Berlin: Regierender Bürgermeister mit den Stimmen der AfD gewählt

Die Wahl Kai Wegners zum neuen Regierenden Bürgermeister von Berlin am vergangenen Donnerstag hat den Charakter des neuen Senats in der deutschen Hauptstadt offengelegt. Erst im dritten Wahlgang wurde der CDU-Politiker mit einfacher Mehrheit gewählt und dies vermutlich nur mit den Stimmen der rechtsextremen AfD.

[Photo by Sven Teschke / CC BY 2.0]

Die neue Koalition aus CDU und SPD verfügt über 86 Stimmen im Abgeordnetenhaus, die Oppositionsparteien Grüne, Linkspartei und AfD kommen zusammen auf 73. Wegner erhielt zunächst lediglich 71 Ja-Stimmen, im zweiten Anlauf 79. Für die ersten beiden Wahlgänge wäre eine absolute Mehrheit von 80 Stimmen nötig gewesen.

Nach Ende des zweiten Wahlgangs hatten die Fraktionen der Grünen und Linken die Einberufung des Ältestenrates beantragt, da es einen dritten Wahlgang bisher noch nie in Berlin gegeben hatte und offene rechtliche Fragen geklärt werden mussten.

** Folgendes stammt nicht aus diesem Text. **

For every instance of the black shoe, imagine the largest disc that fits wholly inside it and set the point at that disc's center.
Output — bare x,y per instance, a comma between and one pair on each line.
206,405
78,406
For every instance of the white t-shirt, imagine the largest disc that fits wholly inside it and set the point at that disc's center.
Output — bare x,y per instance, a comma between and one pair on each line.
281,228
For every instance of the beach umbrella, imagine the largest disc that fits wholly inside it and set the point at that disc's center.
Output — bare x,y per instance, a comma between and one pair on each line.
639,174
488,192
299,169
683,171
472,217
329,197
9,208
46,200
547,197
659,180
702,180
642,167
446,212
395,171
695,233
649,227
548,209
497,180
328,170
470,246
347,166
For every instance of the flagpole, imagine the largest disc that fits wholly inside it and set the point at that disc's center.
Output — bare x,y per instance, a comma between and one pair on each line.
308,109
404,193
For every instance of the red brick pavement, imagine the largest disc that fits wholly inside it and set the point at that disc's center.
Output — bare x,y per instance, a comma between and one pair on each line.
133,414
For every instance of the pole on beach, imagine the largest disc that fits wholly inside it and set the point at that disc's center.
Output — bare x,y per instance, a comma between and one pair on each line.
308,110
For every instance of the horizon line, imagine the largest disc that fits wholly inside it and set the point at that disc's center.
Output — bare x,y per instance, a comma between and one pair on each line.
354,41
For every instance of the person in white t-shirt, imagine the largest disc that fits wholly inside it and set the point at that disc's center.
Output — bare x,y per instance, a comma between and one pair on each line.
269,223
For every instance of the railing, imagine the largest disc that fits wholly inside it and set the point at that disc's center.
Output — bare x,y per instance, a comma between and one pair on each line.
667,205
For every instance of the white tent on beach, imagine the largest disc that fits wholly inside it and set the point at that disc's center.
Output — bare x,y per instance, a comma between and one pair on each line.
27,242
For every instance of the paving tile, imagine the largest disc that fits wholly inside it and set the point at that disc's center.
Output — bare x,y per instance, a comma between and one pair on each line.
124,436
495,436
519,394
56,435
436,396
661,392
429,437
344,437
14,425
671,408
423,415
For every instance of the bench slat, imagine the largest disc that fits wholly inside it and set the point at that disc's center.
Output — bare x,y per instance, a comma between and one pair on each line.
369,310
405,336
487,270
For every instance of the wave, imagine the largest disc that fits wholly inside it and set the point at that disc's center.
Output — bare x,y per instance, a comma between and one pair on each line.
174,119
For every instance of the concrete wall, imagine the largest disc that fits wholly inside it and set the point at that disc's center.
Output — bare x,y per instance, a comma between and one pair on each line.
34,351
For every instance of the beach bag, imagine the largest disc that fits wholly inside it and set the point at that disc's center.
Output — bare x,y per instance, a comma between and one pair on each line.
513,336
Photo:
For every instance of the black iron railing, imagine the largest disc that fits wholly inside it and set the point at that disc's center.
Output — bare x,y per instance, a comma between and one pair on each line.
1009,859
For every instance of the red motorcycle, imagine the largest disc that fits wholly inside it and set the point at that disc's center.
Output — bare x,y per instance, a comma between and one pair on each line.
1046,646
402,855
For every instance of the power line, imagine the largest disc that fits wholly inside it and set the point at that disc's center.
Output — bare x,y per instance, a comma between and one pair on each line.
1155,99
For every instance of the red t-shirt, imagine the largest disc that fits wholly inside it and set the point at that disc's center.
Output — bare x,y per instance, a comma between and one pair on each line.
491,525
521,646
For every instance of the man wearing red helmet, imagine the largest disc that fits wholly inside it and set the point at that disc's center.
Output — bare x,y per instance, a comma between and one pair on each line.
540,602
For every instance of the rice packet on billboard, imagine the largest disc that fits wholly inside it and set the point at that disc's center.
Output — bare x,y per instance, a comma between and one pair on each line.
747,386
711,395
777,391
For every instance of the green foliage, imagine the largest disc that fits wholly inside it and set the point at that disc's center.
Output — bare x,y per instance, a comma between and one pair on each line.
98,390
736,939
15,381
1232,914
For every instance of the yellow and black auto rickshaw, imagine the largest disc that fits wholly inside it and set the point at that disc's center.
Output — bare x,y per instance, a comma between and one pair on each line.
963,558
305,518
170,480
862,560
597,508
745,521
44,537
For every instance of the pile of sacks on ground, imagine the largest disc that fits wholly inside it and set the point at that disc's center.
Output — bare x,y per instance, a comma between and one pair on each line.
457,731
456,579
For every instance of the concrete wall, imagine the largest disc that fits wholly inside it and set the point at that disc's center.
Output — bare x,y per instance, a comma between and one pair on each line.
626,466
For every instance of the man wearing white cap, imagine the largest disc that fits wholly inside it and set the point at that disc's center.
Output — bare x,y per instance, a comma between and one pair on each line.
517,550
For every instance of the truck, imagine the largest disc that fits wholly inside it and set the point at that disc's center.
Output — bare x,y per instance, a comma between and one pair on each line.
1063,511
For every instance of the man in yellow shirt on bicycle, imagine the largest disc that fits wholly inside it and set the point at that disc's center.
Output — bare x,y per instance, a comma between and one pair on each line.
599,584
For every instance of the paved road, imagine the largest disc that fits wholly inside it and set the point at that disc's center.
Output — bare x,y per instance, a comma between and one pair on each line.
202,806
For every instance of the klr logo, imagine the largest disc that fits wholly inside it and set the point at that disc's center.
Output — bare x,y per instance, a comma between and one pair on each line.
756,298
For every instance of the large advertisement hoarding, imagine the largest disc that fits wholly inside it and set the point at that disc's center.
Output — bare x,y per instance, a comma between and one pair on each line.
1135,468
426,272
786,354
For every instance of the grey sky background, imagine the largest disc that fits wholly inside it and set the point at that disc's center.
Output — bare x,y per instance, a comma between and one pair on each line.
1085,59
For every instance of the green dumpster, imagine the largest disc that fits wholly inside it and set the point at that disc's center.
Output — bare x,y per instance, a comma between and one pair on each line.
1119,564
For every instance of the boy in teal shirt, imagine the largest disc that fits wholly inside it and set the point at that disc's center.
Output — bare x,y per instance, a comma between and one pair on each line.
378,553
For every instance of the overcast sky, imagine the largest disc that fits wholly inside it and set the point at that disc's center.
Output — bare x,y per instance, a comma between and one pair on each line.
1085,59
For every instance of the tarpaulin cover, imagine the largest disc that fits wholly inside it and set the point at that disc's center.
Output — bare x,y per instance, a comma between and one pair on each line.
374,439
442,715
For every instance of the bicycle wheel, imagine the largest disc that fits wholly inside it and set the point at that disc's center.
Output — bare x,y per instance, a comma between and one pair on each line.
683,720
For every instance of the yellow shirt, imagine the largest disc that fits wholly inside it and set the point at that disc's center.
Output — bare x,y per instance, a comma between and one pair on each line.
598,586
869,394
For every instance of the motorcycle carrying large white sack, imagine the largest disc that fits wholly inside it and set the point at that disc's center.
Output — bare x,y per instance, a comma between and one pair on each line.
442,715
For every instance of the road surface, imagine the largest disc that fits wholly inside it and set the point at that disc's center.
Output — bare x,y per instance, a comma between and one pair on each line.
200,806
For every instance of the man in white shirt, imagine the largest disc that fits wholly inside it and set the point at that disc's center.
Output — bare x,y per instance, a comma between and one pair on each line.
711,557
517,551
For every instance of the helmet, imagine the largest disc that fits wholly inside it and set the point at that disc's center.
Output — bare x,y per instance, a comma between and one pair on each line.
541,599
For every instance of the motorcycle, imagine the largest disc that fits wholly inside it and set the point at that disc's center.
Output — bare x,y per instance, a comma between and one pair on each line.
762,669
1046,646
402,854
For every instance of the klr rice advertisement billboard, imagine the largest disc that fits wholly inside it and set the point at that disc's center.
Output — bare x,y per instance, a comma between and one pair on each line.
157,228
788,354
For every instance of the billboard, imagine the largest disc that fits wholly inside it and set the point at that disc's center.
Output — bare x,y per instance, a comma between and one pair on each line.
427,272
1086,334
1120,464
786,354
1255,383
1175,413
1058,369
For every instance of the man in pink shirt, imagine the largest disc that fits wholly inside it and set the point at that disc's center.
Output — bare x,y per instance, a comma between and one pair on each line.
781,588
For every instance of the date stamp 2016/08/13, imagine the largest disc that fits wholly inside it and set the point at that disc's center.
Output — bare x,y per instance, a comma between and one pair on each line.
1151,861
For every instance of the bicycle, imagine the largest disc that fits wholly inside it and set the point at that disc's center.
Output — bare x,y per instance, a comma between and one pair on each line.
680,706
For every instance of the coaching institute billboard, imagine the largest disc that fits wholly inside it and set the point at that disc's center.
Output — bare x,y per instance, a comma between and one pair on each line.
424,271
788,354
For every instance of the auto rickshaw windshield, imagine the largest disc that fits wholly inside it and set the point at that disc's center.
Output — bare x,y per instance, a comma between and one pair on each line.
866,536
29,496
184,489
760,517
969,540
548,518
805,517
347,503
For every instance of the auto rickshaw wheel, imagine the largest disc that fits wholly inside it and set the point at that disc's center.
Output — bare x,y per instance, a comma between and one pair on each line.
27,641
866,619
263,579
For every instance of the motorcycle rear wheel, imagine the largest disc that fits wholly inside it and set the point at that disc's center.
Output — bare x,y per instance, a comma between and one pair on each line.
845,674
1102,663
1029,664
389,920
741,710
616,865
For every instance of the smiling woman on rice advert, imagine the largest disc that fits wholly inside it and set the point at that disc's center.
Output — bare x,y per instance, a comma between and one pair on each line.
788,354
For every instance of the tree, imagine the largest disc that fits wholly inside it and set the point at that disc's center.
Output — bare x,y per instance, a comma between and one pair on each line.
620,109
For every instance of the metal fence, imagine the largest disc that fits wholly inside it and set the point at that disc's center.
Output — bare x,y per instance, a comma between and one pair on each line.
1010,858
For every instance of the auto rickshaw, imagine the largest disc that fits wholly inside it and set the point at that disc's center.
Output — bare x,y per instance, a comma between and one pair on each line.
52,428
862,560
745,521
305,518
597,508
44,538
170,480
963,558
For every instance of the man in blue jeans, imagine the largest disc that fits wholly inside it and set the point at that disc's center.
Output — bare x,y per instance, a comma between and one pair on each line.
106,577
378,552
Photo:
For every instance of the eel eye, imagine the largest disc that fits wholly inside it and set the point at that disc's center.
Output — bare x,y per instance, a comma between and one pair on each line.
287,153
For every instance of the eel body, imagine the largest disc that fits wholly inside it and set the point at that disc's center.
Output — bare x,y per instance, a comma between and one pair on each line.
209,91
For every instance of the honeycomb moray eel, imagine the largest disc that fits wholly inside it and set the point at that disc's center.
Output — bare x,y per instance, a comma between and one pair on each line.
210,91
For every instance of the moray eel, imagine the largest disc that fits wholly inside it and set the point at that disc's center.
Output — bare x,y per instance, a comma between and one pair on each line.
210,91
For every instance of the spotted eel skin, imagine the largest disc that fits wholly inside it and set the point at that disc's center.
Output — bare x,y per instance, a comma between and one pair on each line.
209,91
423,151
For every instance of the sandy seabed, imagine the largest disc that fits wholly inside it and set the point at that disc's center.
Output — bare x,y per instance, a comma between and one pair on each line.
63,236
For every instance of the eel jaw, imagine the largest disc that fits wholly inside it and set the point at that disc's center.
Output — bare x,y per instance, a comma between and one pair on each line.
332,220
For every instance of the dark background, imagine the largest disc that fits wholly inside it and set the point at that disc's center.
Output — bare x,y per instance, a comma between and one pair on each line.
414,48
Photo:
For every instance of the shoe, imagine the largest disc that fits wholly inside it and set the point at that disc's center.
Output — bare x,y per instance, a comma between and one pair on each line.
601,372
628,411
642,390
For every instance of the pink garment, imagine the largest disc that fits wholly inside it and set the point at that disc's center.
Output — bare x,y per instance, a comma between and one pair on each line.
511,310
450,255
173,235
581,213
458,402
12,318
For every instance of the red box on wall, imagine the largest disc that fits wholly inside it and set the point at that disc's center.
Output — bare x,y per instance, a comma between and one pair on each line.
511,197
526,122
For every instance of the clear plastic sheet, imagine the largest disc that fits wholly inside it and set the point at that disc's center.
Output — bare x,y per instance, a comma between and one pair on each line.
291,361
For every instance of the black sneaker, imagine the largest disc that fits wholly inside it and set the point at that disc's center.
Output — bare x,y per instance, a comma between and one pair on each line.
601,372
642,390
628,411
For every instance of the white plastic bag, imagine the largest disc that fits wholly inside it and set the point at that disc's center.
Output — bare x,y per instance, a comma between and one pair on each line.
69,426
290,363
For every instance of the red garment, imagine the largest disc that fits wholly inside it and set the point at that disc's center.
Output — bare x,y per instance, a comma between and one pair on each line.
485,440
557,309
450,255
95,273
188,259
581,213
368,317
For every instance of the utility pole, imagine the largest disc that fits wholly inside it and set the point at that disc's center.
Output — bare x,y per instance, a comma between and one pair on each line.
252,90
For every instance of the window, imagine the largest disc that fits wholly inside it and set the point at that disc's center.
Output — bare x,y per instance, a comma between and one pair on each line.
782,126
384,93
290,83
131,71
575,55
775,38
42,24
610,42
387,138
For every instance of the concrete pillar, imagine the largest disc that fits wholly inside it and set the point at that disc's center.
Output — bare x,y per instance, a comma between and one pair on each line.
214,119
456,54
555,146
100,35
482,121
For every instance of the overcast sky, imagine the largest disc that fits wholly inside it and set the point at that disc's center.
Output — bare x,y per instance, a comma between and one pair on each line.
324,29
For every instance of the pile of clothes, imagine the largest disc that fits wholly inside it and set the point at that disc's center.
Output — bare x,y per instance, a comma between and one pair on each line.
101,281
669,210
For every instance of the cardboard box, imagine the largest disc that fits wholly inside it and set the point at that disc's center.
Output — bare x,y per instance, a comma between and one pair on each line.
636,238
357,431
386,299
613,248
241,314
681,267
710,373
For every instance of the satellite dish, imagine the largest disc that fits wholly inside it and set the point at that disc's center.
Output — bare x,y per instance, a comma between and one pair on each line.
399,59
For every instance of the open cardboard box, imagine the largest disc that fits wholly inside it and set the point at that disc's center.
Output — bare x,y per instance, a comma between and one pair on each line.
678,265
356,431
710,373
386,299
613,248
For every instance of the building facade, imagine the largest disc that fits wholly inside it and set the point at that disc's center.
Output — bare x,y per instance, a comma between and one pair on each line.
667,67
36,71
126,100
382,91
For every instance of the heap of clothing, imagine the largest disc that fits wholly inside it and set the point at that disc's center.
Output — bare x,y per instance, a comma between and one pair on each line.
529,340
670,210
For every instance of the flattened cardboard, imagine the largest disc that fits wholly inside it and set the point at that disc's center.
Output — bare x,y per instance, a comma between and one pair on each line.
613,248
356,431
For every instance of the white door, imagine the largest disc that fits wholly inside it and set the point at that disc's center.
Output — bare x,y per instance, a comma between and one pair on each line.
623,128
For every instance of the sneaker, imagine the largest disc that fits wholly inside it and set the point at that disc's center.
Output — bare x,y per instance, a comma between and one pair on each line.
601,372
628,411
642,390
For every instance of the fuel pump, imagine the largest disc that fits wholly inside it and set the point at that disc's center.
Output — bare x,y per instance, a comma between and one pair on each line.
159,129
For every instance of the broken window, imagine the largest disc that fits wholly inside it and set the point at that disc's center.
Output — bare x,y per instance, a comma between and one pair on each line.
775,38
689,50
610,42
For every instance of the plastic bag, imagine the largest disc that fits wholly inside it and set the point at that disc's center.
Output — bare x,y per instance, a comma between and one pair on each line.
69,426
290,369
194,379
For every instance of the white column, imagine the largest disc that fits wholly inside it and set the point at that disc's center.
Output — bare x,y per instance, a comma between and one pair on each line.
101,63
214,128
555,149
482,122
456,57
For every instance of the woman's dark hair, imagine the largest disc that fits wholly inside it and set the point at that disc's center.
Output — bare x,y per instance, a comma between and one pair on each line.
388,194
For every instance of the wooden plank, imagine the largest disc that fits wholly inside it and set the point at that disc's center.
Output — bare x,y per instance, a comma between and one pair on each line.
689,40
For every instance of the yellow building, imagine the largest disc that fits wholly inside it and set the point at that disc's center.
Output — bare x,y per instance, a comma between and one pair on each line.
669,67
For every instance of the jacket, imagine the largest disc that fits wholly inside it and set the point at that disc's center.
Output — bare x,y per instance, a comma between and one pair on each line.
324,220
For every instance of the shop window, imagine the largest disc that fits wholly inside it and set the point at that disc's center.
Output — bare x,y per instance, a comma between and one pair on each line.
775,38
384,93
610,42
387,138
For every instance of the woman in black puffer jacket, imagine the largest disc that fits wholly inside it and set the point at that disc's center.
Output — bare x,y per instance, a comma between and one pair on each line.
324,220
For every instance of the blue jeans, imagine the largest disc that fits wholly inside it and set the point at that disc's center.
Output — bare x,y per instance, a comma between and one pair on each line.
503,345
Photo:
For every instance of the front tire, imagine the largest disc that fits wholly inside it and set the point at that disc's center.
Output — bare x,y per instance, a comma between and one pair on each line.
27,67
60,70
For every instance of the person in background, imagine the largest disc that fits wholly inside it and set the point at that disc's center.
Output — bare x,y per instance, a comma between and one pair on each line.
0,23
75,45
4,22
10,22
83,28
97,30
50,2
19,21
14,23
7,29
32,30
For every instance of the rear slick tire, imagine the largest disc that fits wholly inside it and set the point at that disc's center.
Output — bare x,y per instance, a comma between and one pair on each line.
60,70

Im dritten Wahlgang wurde Wegner schließlich mit 86 Stimmen gewählt. Dass diese allerdings ausschließlich von den Abgeordneten von SPD und CDU kommen, gilt angesichts der vorangegangenen Abstimmungen nicht als wahrscheinlich.

Offenbar kam Wegner mit den Stimmen der Rechtsextremen an die Macht. Die AfD-Fraktion im Abgeordnetenhaus veröffentlichte in einer Pressemitteilung zehn Namen von Abgeordneten, die angeblich für Wegner gestimmt haben, „um jegliche weitere Spekulationen zu beenden“. Dies lässt sich aufgrund der geheimen Wahl nicht überprüfen, aber sowohl die Vorbehalte gegen eine große Koalition, als auch der offen rechte Charakter des neuen Senats, machen eine Unterstützung durch die AfD sehr wahrscheinlich.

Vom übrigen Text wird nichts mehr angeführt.